Of course, his universe was a little bigger than it'd been back then. Even out here, in near-perfect isolation, he couldn't quite tune out the quietly demanding voice of his son; the boy was like a broken record in the back of his mind.

Frobisher bumped Robert's knee again. "I'd almost think you were sleeping, if it weren't for all the grumbling and sighing."

Robert cleared his throat. "I most certainly am not."

"Like a moose," Frobisher insisted, and demonstrated with exaggeratedly loud huffs of breath. "And I don't know about you--" He wriggled around a bit, presumably getting inside his bedroll. "But I intend to get some rest, so that I can be refreshed and ready to administer some justice at daybreak."

"Quite right," Robert said, and closed his eyes, willing himself to sleep.

Frobisher coughed. "Bob - I'm sorry."

Robert craned his neck, trying to get a look at Frobisher in the darkness. "For what?"

Before Frobisher could begin to explain, one of the foulest odors Robert had ever had the displeasure to encounter filled the tent, explaining for him.

Frobisher sounded entirely contrite. "Lately, I--"

Robert groaned, flattening a hand over his nose and mouth. "Buck," he said, his voice muffled by his fingers, "you've become a flatulent old man well before your time."

"I don't think there is a proper time to be a flatulent old man," Frobisher said, his voice similarly muffled. "But as it happens, I'm thirty-seven, and while that might not make me an old man, it at least qualifies me to be flatulent."

"Not in my tent." Robert elbowed Frobisher through the twin walls of their bedding. "Get yourself under control, man.
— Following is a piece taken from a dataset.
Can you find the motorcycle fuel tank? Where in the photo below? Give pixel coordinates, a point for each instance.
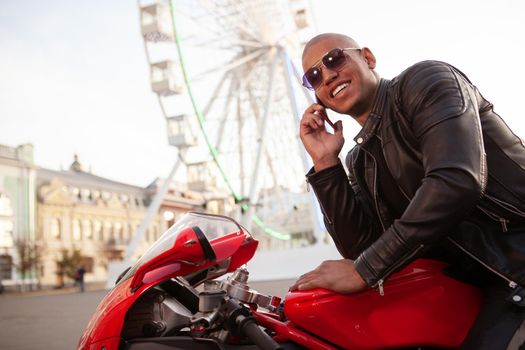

That's disgraceful."

After a moment, Frobisher cleared his throat. "It's safe now, Bob."

"Well, thank God for that." Robert reluctantly lowered his hand. "Are you done, Buck? Can we sleep now?"

"Be my guest," Frobisher said, and made a rather large production of shifting around to get comfortable. "Goodnight, Bob."

"Goodnight, Buck," Robert muttered, tucking his face under the end of his bedding, just to be safe.

Just as Robert was drifting off to sleep, Frobisher whispered, "Bob?"

Robert opened one eye, willing himself not to kill Frobisher. "Yes?"

"I am definitely arresting that poacher in the morning." Frobisher sounded half-awake, at best. "Single-handedly, in an amazing feat of bravery and valor, just Corporal Frobisher, and maybe - possibly - his sidekick, Corporal Fraser--"

"Goodnight, Buck," Robert said again, and this time it seemed to take; this time, the silence stretched out until the only sounds in the tent were the soft point and counterpoint of their breathing, Frobisher's slower and deeper than Robert's. He was already asleep.

Robert closed his eyes again, and let the familiar white noise of Frobisher's breathing lull him back to sleep.